There is a disheartening trend in the music scene that does not make any sense to me. No, I’m not talking about listening to Attila, I’m talking about hating things simply for the sake of hating things. It has somehow become cool to hate certain things for no other reason than to join in the pretentious circle jerk of hating it. If you’ve ever wandered into a comment thread regarding Real Friends, then you’ve witnessed this phenomenon first hand. With the release of the Chicago pop-punkers’ debut full length, Maybe This Place Is The Same And We’re Just Changing, the conversation won’t be ending soon. But before the hordes of angry Internet warriors rile themselves up into a frenzy about it, I’m here to give you an honest, levelheaded perspective on what this album is. And this album is, in a word: solid.
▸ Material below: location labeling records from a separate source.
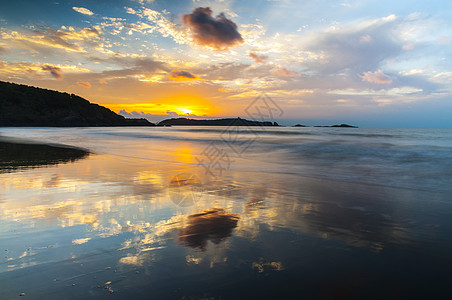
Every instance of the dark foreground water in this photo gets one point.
(216, 213)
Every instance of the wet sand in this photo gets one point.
(21, 154)
(142, 219)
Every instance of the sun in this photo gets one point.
(186, 111)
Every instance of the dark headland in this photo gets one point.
(28, 106)
(214, 122)
(22, 105)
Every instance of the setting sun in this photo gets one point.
(178, 104)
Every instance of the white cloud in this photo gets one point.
(83, 10)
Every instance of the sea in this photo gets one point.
(188, 212)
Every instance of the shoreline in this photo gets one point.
(18, 153)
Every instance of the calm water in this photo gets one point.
(216, 213)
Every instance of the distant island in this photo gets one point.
(22, 105)
(340, 126)
(28, 106)
(214, 122)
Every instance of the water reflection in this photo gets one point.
(130, 215)
(15, 155)
(213, 225)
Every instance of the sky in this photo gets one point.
(368, 63)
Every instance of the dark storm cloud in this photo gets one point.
(218, 33)
(54, 71)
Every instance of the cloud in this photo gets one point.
(84, 84)
(376, 77)
(258, 58)
(283, 72)
(444, 40)
(180, 75)
(130, 10)
(83, 10)
(66, 38)
(218, 33)
(166, 27)
(54, 71)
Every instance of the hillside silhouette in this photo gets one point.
(22, 105)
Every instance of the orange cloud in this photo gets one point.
(258, 58)
(283, 72)
(218, 33)
(376, 77)
(180, 75)
(84, 84)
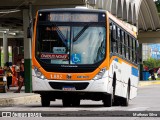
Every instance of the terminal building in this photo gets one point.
(17, 15)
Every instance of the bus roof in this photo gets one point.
(121, 24)
(72, 10)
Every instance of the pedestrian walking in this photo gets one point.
(21, 77)
(8, 74)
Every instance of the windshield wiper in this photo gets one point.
(61, 35)
(80, 33)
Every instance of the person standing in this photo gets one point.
(8, 74)
(21, 77)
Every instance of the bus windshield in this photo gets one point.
(71, 44)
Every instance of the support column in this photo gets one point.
(140, 62)
(5, 48)
(27, 53)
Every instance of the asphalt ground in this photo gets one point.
(10, 98)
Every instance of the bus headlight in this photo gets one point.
(39, 74)
(100, 74)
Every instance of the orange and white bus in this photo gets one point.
(80, 54)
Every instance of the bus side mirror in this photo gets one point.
(29, 34)
(112, 37)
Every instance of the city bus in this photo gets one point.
(83, 54)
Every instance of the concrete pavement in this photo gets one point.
(10, 98)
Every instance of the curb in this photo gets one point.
(146, 83)
(19, 100)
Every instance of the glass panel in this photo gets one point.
(71, 44)
(89, 48)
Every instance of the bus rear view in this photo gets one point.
(69, 56)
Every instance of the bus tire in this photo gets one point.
(45, 101)
(125, 101)
(66, 102)
(107, 100)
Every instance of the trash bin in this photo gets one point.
(146, 75)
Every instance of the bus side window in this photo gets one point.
(113, 38)
(134, 51)
(123, 44)
(119, 41)
(126, 43)
(130, 47)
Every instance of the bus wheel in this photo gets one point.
(107, 100)
(45, 101)
(125, 101)
(66, 102)
(76, 102)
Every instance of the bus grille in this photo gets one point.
(60, 85)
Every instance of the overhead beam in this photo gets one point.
(149, 37)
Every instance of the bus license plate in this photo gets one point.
(68, 88)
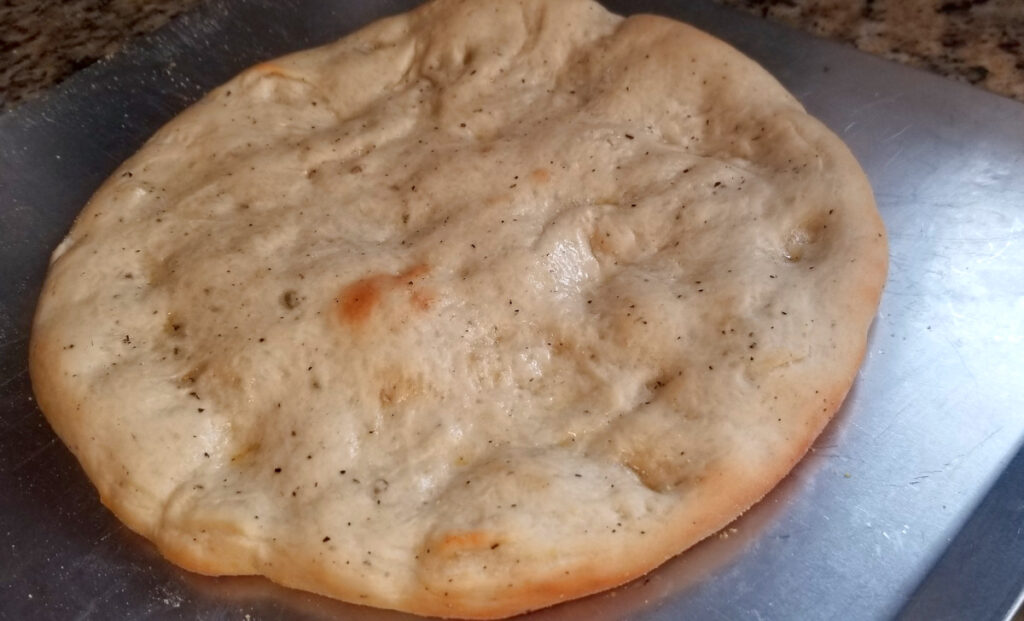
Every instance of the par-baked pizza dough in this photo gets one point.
(485, 306)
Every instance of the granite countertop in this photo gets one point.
(978, 41)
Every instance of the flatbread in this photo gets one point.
(485, 306)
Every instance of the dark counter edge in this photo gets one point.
(145, 82)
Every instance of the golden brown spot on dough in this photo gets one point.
(421, 300)
(541, 175)
(397, 386)
(800, 241)
(357, 300)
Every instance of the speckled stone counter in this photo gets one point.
(980, 41)
(976, 41)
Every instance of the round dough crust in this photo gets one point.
(483, 307)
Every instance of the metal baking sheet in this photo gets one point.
(910, 504)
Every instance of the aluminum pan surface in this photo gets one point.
(888, 514)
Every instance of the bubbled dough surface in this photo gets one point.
(485, 306)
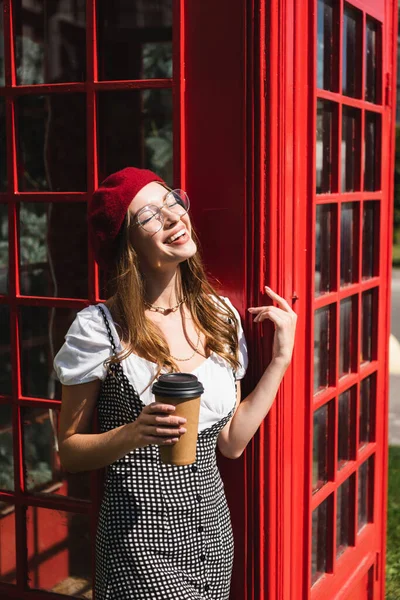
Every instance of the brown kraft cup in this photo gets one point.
(183, 390)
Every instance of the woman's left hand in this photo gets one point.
(284, 319)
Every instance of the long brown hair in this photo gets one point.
(140, 335)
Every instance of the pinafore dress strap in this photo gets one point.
(112, 367)
(233, 371)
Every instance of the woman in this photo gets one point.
(164, 531)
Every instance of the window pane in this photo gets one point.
(348, 340)
(5, 351)
(3, 250)
(321, 528)
(367, 410)
(59, 552)
(346, 429)
(325, 253)
(51, 142)
(42, 469)
(348, 242)
(372, 161)
(351, 149)
(134, 39)
(352, 56)
(8, 562)
(322, 347)
(326, 69)
(370, 247)
(3, 146)
(50, 44)
(365, 493)
(326, 153)
(48, 251)
(135, 128)
(371, 69)
(320, 447)
(344, 516)
(42, 332)
(6, 449)
(367, 320)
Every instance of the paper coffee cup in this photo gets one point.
(182, 390)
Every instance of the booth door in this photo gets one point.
(352, 235)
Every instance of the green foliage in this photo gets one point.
(393, 527)
(396, 216)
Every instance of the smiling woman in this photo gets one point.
(157, 521)
(163, 316)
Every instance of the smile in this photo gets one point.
(181, 237)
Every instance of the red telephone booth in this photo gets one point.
(277, 117)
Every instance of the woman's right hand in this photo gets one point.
(157, 424)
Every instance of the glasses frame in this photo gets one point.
(159, 216)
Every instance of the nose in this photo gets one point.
(170, 215)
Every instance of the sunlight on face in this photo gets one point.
(153, 249)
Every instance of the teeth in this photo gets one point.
(175, 237)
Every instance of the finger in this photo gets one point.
(159, 407)
(165, 431)
(278, 298)
(150, 439)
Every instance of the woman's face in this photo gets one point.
(157, 249)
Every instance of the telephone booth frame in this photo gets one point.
(308, 510)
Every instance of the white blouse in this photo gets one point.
(87, 346)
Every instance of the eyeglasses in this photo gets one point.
(150, 217)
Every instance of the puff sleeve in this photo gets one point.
(243, 355)
(86, 347)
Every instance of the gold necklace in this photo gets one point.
(183, 359)
(161, 309)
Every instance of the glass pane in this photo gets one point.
(324, 229)
(6, 448)
(346, 430)
(344, 525)
(370, 239)
(59, 552)
(50, 44)
(347, 337)
(51, 143)
(367, 320)
(48, 250)
(2, 78)
(320, 447)
(135, 128)
(321, 527)
(325, 45)
(372, 161)
(365, 493)
(348, 242)
(3, 250)
(352, 56)
(371, 69)
(8, 559)
(326, 153)
(3, 146)
(42, 332)
(42, 469)
(322, 347)
(367, 406)
(351, 149)
(134, 39)
(5, 350)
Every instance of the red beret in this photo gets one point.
(108, 207)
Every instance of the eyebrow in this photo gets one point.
(165, 195)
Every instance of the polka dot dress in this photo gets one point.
(164, 531)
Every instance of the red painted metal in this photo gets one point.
(244, 122)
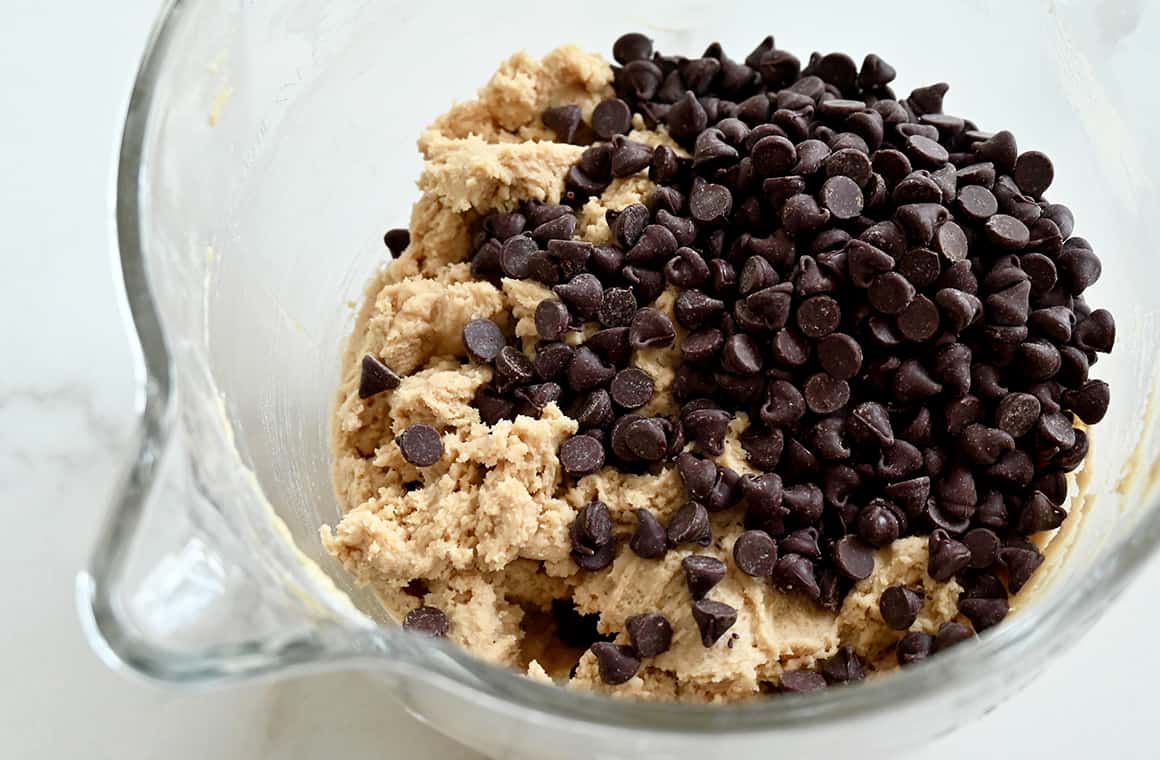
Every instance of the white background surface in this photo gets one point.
(66, 393)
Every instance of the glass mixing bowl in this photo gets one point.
(266, 149)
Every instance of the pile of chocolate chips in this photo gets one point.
(881, 287)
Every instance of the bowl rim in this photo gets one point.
(1017, 648)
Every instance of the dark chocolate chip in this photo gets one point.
(428, 621)
(755, 554)
(646, 439)
(551, 360)
(376, 377)
(631, 388)
(611, 116)
(914, 648)
(948, 556)
(483, 339)
(616, 663)
(649, 542)
(984, 545)
(581, 455)
(397, 240)
(650, 632)
(798, 681)
(702, 573)
(689, 525)
(712, 619)
(420, 444)
(708, 428)
(843, 667)
(564, 121)
(853, 557)
(587, 370)
(899, 607)
(878, 525)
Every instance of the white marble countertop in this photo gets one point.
(65, 409)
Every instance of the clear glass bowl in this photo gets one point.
(266, 149)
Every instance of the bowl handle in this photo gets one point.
(191, 580)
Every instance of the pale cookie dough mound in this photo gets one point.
(486, 533)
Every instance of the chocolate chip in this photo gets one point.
(564, 121)
(650, 632)
(798, 681)
(1096, 333)
(492, 406)
(1038, 514)
(376, 377)
(919, 320)
(428, 621)
(795, 573)
(592, 537)
(710, 203)
(741, 355)
(1021, 563)
(984, 613)
(708, 428)
(483, 339)
(581, 455)
(539, 396)
(649, 542)
(1034, 173)
(702, 573)
(617, 308)
(689, 525)
(843, 667)
(587, 370)
(557, 229)
(712, 619)
(513, 367)
(800, 215)
(949, 635)
(552, 319)
(853, 557)
(420, 444)
(899, 607)
(1007, 232)
(842, 197)
(397, 240)
(631, 388)
(947, 556)
(818, 316)
(755, 554)
(824, 395)
(1089, 402)
(616, 663)
(878, 525)
(773, 156)
(610, 117)
(914, 646)
(551, 360)
(611, 344)
(646, 439)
A common knock on the band is that the brand of pop-punk they deliver is generic and unoriginal, which is a reasonable enough statement. While I do think that generic is too harsh of a word, the band doesn’t take too many chances musically. Their previous EPs have been fairly standard pop-punk delivered exceptionally. But with this debut full-length, there are certainly hints of exploration. Emo twinges are scattered throughout, manifesting themselves in the bursting and booming moments of “Old Book” and the swirling guitar twinkles of “To My Old Self”. The usual upbeat pop-punk is abundantly present, but the album’s greatest strengths are in the off-kilter moments. We have seen the soft, slow side of Real Friends before, but never with the level of execution shown on the intensely vulnerable “Sixteen”. Even the aforementioned aggressive moments are conveyed in more interesting ways than the band has been known to deliver. There are more dynamic traits featured, more experimentation with tempos, allowing songs to breathe. Real Friends will never take an astounding departure music-wise, but Maybe This Place… shows that they won’t remain stagnant. There is some exploration alive in the band.
One aspect of the musical expansion the band shows is in the vocals of singer Dan Lambton. He has fully embraced a gravelly tone that ends up being more of a detriment than a tool. When utilized correctly, it adds a powerful, emotive push to the track, exemplified in the crushing final refrains of “I’m dirty from head to toe” on “To My Old Self”. But Lambton finds himself leaning on the new style excessively on the record, wearing its clout thin. If used more sparingly and exclusively, the strained vocals would pack much more of an emotional impact. But in its current utilization, it comes across as a desperate attempt to replicate the sound of their peers, namely The Wonder Years.
“But Nick,” you yell at your computer screen, torch and pitchfork in hand, “you’re missing the band’s biggest flaw. Those sleepy eyed fucks write terrible lyrics”. Well I’m glad you brought it up, angry Internet commenter. I firmly believe that the lyrics are the strongest aspect of Maybe This Place…, the backbone of the entire record. Yes, the lyrics that Real Friends write can find themselves drifting onto the cheesy side of the spectrum. But why does the band catch so much more flak for it than anyone else? Why do the droves of self-deprecating emo bands get praised while Real Friends gets crucified for the same “heart on my sleeve” mentality? I can concede that the lyrics are, at times, overly simple and basic, but who’s to say that they’re still not relatable. The themes of change, growing up, and loneliness might seem played-out or overly dramatic to you, but to someone else they might hit home. I’m not saying that Real Friends are out here delivering life-changing poetry, but they are delivering something with substance, whether it pertains to you or not. The lyrics are the most integral part of this entire record.
Maybe We’re The Same And This Place Is Just Changing is a good record. That is really the most fitting adjective I have for it. It’s not great. It has flaws. Lots of them. It’s a good pop-punk album that shows glimpses of a band looking to break out. If they hone in on those glimpses, they could really produce something great. Or they could keep releasing solid pop-punk records. It doesn’t matter. What I am really trying to explore with this review is the hate. Why do people hate this band? Where does that hate come from? There are so many other bands legitimately worthy of your wrath, so why this one? Are bands like Handguns, Major League, or State Champs really that much better? If you don’t like this style of music, you’re not going to like Real Friends. There is no reason you would. But if you are a fan of this scene, there really is no reason for the hate. Real Friends created an honest, emotional display on this record, and I’m sure if you gave it an unbiased chance, that hate would dissipate, and we could all take it and point it toward something more worthy. Like Attila.